In Trinidad and Tobago, Corpus Christi is the feast day celebrating the Institution of the Mass. This event occurs on the first Thursday following Trinity Sunday, which is the first Sunday after Pentecost. Observances take place in Port of Spain, San Fernando, Scarborough and other parishes across the country. Followers of the Roman Catholic faith attend church services on Corpus Christi morning before going to processions in their communities. The biggest procession is held in front of the Roman Catholic Cathedral on Independence Square in Port of Spain.
In Spain and Provence the processions can be elaborate, featuring saints and characters from the Bible, following a path decorated with wreaths and flowers.
In Portugal the feast is known as Dia de Corpo de Deusand has been one of the major religious observances both on the mainland and in the Azores since medieval times. In the city of Ponta Delgada, in the Azores, the people make a flower-petal carpet almost three quarters of a mile in length. A procession of high-ranking clergy and red-robed priests who are followed by a group of first communicants (those who will receive communion for the first time), pass over this carpet. The climax of the ceremony comes when the bishop raises the silver monstrance and exposes the Blessed Sacrament, the “body of Christ”.

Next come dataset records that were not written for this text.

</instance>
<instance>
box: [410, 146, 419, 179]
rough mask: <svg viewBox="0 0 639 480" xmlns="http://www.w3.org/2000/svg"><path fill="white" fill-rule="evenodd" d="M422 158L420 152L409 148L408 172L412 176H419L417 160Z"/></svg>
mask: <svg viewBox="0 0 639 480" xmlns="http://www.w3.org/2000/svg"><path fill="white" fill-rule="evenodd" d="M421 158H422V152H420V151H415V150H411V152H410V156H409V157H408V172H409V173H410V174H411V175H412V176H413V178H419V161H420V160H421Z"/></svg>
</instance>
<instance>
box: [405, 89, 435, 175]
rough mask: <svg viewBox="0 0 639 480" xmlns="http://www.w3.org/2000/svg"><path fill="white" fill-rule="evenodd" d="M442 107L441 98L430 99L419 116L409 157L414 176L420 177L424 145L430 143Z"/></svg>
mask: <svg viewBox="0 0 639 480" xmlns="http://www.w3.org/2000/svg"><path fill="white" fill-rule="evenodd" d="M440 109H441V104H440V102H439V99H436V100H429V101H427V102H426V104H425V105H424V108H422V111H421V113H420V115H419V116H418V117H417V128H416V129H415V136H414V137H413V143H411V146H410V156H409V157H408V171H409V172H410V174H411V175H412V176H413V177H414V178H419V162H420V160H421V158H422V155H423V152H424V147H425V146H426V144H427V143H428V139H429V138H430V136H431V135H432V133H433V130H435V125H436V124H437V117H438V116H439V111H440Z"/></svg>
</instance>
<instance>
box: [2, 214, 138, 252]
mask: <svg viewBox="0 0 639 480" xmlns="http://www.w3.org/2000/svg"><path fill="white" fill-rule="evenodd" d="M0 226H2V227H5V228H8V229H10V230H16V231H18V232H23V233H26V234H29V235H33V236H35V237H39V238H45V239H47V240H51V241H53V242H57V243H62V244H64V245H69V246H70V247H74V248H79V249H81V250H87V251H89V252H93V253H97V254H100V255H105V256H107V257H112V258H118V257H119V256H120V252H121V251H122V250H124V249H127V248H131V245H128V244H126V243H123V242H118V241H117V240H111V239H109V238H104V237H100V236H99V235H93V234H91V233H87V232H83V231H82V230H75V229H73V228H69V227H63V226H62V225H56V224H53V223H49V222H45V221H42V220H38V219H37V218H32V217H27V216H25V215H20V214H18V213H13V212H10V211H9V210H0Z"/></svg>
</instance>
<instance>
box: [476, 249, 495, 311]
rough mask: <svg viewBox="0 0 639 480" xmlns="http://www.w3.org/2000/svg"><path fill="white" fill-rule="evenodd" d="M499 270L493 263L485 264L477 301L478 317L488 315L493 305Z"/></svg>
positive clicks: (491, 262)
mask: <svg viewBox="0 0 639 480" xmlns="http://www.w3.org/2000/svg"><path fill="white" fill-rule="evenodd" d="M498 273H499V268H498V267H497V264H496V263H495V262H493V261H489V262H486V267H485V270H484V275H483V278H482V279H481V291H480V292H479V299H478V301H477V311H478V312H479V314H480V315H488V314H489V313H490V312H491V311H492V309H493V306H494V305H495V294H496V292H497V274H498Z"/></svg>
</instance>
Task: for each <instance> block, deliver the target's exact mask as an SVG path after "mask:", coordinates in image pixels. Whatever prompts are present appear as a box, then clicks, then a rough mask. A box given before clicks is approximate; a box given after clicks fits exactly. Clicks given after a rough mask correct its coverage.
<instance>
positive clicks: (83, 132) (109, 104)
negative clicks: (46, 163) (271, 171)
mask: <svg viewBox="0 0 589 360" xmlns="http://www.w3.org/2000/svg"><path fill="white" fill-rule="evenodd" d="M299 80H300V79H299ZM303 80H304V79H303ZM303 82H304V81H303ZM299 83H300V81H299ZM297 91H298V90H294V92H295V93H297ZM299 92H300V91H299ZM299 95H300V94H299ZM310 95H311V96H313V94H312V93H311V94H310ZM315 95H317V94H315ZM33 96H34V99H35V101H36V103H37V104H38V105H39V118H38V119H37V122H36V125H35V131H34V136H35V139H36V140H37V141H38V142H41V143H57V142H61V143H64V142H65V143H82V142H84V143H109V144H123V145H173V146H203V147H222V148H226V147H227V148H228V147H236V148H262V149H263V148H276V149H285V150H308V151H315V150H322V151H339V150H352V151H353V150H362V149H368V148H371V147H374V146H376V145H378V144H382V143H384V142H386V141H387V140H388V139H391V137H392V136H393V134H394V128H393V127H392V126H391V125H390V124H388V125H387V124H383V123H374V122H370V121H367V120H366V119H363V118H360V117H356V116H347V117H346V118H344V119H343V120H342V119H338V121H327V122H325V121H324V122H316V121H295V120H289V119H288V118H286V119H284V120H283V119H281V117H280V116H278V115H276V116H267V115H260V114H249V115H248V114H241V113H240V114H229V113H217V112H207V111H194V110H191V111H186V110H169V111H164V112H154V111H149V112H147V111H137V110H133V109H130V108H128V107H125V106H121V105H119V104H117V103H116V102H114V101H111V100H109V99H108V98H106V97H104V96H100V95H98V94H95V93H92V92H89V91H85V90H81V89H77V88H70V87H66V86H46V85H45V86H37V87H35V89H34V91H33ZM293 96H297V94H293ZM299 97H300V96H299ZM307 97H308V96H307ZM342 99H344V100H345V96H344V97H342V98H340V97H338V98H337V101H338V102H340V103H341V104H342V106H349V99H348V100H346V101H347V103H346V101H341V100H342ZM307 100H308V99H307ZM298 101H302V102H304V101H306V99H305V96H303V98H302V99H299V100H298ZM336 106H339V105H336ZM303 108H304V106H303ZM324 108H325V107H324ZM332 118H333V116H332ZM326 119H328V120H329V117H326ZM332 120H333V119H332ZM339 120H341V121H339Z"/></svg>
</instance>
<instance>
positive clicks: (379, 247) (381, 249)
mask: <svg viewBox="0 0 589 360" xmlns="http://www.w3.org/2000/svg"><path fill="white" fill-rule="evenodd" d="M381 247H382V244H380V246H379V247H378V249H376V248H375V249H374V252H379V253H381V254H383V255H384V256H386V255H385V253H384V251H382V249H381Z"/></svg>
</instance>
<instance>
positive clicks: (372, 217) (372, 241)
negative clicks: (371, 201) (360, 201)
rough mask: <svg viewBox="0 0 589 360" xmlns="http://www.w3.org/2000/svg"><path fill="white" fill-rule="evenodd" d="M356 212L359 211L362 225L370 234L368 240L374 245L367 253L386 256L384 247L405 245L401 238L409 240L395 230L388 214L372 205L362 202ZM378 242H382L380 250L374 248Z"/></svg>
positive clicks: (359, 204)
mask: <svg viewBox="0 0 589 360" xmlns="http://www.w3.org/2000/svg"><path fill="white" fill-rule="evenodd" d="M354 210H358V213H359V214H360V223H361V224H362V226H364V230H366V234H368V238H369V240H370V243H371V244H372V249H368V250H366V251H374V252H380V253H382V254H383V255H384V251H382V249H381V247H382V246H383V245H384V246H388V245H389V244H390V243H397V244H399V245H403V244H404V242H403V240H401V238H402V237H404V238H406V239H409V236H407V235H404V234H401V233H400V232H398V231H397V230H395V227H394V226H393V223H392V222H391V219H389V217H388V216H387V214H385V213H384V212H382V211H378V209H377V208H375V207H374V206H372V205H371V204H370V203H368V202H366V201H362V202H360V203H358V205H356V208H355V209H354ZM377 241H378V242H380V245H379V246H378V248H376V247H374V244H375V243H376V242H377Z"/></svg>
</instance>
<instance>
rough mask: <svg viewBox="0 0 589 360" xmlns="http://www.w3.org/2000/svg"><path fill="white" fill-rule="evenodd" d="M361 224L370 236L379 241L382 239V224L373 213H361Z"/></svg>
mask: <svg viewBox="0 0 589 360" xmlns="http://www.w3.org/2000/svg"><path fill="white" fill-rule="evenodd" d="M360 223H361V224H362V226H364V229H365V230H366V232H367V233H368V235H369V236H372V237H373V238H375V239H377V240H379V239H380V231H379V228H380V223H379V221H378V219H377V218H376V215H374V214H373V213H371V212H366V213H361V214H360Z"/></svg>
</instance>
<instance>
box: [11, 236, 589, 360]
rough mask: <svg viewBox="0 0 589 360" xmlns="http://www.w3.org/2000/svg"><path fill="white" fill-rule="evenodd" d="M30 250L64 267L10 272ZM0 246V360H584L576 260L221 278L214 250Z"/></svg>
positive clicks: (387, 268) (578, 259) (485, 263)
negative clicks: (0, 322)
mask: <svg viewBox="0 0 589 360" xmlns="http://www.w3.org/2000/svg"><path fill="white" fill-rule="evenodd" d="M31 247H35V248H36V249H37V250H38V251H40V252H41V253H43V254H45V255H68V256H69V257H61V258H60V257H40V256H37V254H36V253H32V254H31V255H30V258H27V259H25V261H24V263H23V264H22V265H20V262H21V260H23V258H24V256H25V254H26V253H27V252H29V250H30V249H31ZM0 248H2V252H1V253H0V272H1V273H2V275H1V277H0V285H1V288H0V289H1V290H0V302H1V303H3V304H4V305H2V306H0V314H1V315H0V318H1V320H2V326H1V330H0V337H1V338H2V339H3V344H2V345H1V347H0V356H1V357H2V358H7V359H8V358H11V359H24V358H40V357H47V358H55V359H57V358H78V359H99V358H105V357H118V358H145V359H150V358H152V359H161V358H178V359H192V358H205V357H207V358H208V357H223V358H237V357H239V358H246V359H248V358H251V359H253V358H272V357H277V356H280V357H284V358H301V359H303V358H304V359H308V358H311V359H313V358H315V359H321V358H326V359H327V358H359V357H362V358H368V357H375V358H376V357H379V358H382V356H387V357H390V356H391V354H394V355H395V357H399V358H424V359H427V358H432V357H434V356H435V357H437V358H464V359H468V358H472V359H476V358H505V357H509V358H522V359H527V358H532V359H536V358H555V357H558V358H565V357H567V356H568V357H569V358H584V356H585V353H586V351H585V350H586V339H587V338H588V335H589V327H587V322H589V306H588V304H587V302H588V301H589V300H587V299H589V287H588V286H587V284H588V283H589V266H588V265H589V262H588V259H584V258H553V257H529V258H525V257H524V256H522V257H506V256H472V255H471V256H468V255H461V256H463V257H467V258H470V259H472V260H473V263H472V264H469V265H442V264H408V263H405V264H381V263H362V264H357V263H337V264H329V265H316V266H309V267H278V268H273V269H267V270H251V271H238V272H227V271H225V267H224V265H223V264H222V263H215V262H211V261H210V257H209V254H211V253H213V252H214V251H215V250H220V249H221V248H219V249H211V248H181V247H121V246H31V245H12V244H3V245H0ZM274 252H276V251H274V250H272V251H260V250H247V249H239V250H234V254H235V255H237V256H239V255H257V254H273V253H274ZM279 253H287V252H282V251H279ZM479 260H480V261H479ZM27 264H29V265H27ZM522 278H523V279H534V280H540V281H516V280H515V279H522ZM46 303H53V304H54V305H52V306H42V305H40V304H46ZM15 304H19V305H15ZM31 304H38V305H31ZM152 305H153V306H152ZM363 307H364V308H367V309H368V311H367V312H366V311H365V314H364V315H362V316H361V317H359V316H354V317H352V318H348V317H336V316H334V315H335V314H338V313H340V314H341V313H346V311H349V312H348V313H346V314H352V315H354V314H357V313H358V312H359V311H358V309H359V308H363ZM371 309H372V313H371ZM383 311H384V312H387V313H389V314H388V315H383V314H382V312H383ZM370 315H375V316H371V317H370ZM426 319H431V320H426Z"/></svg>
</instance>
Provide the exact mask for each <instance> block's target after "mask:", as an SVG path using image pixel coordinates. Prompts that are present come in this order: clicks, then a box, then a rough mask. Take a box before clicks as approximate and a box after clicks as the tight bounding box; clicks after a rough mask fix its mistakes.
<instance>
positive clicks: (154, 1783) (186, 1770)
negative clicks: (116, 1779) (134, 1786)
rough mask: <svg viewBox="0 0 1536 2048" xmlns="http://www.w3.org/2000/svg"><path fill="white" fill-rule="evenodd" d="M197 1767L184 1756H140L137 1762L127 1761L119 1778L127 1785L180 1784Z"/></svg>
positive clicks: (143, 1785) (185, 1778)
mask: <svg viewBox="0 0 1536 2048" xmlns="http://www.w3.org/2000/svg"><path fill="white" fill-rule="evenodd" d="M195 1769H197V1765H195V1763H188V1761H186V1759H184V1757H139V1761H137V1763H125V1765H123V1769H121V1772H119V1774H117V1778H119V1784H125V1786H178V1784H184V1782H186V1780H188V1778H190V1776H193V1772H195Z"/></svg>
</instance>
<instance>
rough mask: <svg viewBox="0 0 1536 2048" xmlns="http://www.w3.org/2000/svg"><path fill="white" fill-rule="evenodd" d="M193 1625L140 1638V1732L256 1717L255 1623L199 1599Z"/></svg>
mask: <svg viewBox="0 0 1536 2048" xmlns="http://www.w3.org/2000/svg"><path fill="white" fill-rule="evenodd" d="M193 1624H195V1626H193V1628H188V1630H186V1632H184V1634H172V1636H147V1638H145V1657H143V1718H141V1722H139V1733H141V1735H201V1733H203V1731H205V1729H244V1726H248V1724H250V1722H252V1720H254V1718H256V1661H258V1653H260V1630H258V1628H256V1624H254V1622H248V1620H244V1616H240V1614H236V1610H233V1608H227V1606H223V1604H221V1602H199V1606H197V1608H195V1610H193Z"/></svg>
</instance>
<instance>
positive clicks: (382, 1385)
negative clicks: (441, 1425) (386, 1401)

In Germany Corpus Christi is celebrated with colorful processions where the sacrament and other holy symbols are carried throughout the villages. Small-town streets are decorated with flowers and greenery. Children dressed in white wear wreaths of flowers and accompany women in regional costume and local clergy. Sometimes people display pictures of Jesus Christ and spread carpets in front of their houses to honor the day. Some processions, for example in the region of Bavaria, are held on lakes rather than on the streets, with flower-decked boats carrying members of the procession and worshippers across the waters.
In Switzerland this festival is usually observed with elaborate processions of clergy in their best robes, people in regional costumes, and soldiers in historic uniforms. The priest who leads the procession often walks on a carpet of flowers. In some areas it is customary to throw the church doors open and to decorate the altar and aisles with garlands and greens.
In Mexico religious processions are common on this day, as is the reposiar, a small shrine or altar set up along the procession’s path, covered with a lace trimmed altar cloth and decorated with candles, flowers and garlands. In some parts of Mexico Corpus Christi is observed with symbolic battles between the Moors and the Christians, particularly in the Sierras of Puebla and Veracruz. Another spectacle that takes place on this day is the Danza de los Voladores, or Flying Pole Dance. The dance involves five men, each representing the five elements of the indigenous world, on a tall pole. One of the men plays a musical instrument at the top of the pole while the remaining four descend the pole with a rope tied by one of their feet. The rope unwraps itself 13 times for each of the four flyers, symbolizing the 52 weeks of the year.
Since there is often a great deal of rainfall around the time of the Corpus Christi celebrations, gardeners in Trinidad and Tobago consider the day to be good for planting, as it is believed that anything planted on this day will thrive. The prospect of showers does not in any way deter those observing the day, whether planting or taking part in the public processions. Both farmers and first time planters try to get the best fruit and vegetable plants for this occasion and many gardeners stock up on seeds, seedlings, plants and fertilizers. Some planters also carry their seeds to church services for blessing. Among the popular plants purchased during this time are tomatoes, hot peppers, melongene (eggplant or aubergine), ochro, patchoi (Chinese cabbage or bok choy), lettuce, and grains such as corn and pigeon peas.